Customized Collective Algorithm with NCCL API

Note

This tutorial demonstrates how to plug a custom collective algorithm (an AllGather variant) into the MSCCL++ NCCL interposition / algorithm registration path and invoke it transparently via the standard NCCL API (ncclAllGather).

Overview

The example shows how to:

  1. Define a device kernel (allgather) that uses PortChannel device handles to exchange data.

  2. Wrap that kernel inside an algorithm class (AllgatherAlgoBuilder) responsible for:

    • Connection discovery / proxy setup.

    • Context key generation (so contexts can be reused / cached).

    • Launch function binding (kernel wrapper executed when NCCL all-gather is called).

  3. Register the algorithm builder with the global AlgorithmCollectionBuilder and install a selector deciding which implementation to return for a given collective request.

  4. Run a multi-process (multi-rank) test using standard NCCL calls. The user program remains unchanged apart from initialization / registration code.

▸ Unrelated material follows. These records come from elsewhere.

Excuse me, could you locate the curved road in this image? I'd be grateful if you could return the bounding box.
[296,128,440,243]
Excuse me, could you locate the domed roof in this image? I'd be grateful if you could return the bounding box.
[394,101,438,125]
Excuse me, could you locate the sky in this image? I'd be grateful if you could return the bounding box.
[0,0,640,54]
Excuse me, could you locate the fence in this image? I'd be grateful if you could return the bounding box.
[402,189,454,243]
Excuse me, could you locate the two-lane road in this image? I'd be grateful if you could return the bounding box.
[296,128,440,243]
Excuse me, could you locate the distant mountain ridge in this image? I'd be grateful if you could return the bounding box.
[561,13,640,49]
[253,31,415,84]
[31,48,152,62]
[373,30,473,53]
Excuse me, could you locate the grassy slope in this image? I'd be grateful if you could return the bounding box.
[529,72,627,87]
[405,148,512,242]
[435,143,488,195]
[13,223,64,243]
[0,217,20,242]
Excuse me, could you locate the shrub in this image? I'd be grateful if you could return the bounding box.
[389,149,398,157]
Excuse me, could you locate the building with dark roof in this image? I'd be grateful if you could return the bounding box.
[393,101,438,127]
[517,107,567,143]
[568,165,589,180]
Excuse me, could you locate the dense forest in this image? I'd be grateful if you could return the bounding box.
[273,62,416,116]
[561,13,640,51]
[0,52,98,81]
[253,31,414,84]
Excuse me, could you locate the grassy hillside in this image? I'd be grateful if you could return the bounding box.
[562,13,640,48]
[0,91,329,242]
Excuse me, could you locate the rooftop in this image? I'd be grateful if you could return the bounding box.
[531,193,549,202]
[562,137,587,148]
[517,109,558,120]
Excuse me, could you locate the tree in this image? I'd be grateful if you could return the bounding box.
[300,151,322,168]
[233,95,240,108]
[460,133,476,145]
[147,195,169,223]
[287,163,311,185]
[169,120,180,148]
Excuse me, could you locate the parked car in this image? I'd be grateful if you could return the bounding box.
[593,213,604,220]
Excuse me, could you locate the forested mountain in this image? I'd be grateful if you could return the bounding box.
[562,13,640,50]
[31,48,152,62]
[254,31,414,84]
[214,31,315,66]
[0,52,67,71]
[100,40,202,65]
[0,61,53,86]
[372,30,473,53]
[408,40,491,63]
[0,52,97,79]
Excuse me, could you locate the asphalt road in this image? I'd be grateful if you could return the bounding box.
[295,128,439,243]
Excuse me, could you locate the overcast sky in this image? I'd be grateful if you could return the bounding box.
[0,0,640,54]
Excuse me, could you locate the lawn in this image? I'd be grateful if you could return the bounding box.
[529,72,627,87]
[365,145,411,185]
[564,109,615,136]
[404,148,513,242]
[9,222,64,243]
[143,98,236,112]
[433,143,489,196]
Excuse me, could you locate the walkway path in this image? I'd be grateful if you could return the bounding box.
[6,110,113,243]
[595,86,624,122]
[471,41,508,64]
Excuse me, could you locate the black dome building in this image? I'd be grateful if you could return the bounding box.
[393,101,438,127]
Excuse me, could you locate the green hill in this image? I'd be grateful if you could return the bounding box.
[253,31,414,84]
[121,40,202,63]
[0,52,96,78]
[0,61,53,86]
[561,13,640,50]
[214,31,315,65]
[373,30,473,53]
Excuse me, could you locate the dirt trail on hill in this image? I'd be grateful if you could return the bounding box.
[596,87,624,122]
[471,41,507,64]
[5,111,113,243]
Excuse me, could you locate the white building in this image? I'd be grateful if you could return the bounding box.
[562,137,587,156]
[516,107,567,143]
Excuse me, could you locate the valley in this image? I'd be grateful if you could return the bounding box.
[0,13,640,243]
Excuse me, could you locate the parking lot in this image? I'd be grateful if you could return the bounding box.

  5. (Optionally) Capture the sequence of ncclAllGather calls into a CUDA Graph for efficient replay.

Location

Example source directory:

examples/customized-collective-algorithm/

Key file: customized_allgather.cu.

Build and Run

From the repository root:

cd examples/customized-collective-algorithm
make

Run (inside container you may need root privileges depending on GPU access):

LD_PRELOAD=<MSCCLPP_INSTALL_DIR>/lib/libmscclpp_nccl.so ./customized_allgather

Expected (abbreviated) output on success:

GPU 0: bytes 268435456, elapsed 7.35012 ms/iter, BW 109.564 GB/s
Succeed!